Friday, October 31, 2014

2015 class hour schedule

News: The 2015 class hour schedule will be on Fridays 2.30pm-5.45pm. BUT: we will discuss tomorrow whether we can move it to 4-7pm.

Friday, June 6, 2014

Lecture 12: Statistical Machine Translation

Introduction to Machine Translation. Rule-based vs. Statistical MT. Statistical MT: the noisy channel model. The language model and the translation model. The phrase-based translation model. Learning a model of training. Phrase-translation tables. Parallel corpora. Extracting phrases from word alignments. Word alignments

IBM models for word alignment. Many-to-one and many-to-many alignments. IBM model 1 and the HMM alignment model. Training the alignment models: the Expectation Maximization (EM) algorithm. Symmetrizing alignments for phrase-based MT: symmetrizing by intersection; the growing heuristic. Calculating the phrase translation table. Decoding: stack decoding. Evaluation of MT systems. BLEU. Log-linear models for MT.

Monday, June 2, 2014

Lecture 11: Homework 1 correction + homework Q&A + Combinatory Categorial Grammar (CCG)
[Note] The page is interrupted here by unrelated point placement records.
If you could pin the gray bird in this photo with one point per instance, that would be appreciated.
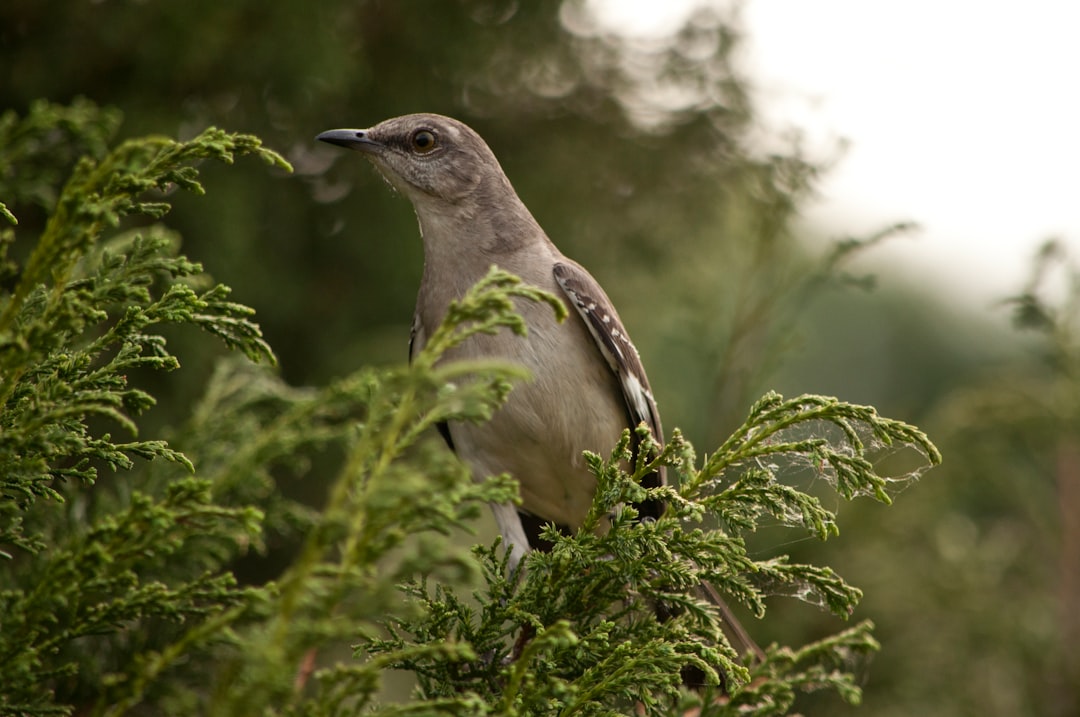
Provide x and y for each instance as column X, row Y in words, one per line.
column 589, row 382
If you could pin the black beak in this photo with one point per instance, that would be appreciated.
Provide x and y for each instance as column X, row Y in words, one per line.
column 349, row 138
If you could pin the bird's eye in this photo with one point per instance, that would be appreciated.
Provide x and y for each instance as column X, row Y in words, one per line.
column 423, row 140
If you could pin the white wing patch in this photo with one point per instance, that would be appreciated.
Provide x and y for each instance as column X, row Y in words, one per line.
column 611, row 339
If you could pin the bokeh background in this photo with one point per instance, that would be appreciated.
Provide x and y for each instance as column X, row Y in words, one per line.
column 647, row 157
Homework 1 correction. Q&A on the other two homeworks. Combinatory Categorial Grammar (CCG).


Lecture 10: NLP research at LCL, Sapienza

Wednesday, May 21, 2014

IMPORTANT: about Friday's lecture

Dear students,

Due to planned blackout in our building, Friday's class will be in the mathematics building, second floor, aula IV, same hour. The mathematics building "Guido Castelnuovo" is the main campus:

Please make sure that you know where to go in order to avoid starting late.

Sunday, May 18, 2014

Lecture 9: Wheels for the mind of the language producer: microscopes, macroscopes, semantic maps and a good compass (prof. Michael Zock)
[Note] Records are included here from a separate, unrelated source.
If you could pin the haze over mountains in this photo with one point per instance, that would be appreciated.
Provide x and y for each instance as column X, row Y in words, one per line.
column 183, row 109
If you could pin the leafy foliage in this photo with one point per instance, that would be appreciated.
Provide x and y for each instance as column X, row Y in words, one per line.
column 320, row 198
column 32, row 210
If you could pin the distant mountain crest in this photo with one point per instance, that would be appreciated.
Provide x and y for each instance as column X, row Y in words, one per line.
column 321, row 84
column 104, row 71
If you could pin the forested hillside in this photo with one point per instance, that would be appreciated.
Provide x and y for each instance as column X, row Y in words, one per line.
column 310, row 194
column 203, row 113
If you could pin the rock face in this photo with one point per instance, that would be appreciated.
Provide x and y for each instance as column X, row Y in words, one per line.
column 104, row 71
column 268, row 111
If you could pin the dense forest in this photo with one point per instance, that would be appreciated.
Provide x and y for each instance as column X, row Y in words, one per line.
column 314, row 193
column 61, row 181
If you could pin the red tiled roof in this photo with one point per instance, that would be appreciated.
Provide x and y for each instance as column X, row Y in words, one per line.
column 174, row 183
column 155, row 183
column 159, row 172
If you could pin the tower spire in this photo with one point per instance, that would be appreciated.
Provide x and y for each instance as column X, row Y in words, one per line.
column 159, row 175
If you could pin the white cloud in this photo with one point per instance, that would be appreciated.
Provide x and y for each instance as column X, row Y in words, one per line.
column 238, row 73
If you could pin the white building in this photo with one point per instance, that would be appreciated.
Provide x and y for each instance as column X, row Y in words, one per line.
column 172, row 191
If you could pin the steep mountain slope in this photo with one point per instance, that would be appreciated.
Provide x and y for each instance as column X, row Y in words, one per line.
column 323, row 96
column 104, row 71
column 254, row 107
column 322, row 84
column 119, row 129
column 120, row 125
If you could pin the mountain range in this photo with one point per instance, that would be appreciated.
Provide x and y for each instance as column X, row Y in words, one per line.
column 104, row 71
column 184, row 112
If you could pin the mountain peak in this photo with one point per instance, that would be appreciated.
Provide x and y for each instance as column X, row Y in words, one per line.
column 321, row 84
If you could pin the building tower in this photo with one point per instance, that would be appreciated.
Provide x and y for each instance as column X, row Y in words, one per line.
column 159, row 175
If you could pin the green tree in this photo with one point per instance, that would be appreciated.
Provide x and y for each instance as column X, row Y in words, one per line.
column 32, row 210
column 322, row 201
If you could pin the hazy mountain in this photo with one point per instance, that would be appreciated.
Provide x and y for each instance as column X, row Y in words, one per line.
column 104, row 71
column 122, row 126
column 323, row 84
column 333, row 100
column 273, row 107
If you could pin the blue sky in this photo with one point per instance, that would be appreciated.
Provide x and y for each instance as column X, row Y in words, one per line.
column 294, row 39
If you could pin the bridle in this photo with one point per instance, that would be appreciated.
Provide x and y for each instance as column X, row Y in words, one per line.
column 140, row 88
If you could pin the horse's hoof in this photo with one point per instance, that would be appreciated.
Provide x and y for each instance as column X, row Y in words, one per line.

Languages are not only means of expression, but also vehicles of thought, allowing us to discover new ideas (brainstorming) or clarify existing ones by refining, expanding, illustrating more or less well specified thoughts. Of course, all this must be learned, and to this end we need resources, tools and knowledge on how to use them.

Knowledge can be encoded at various levels of abstractions, considering different units (words, sentences, texts). While semantic maps represent words and their relations at a micro-level, schematic maps (tree banks, pattern libraries) represent them combined, in larger chunks (macrolevel). We all are familiar with microscopes, maps, and navigational tools, and we normally associate them with professions having little to do with NLP. I will argue during my talk that this does not need to be so. Methaphorically speaking, we do use the very same tools to process language, regardless of the task (analysis vs. generation) and the processor (machine vs. human brain).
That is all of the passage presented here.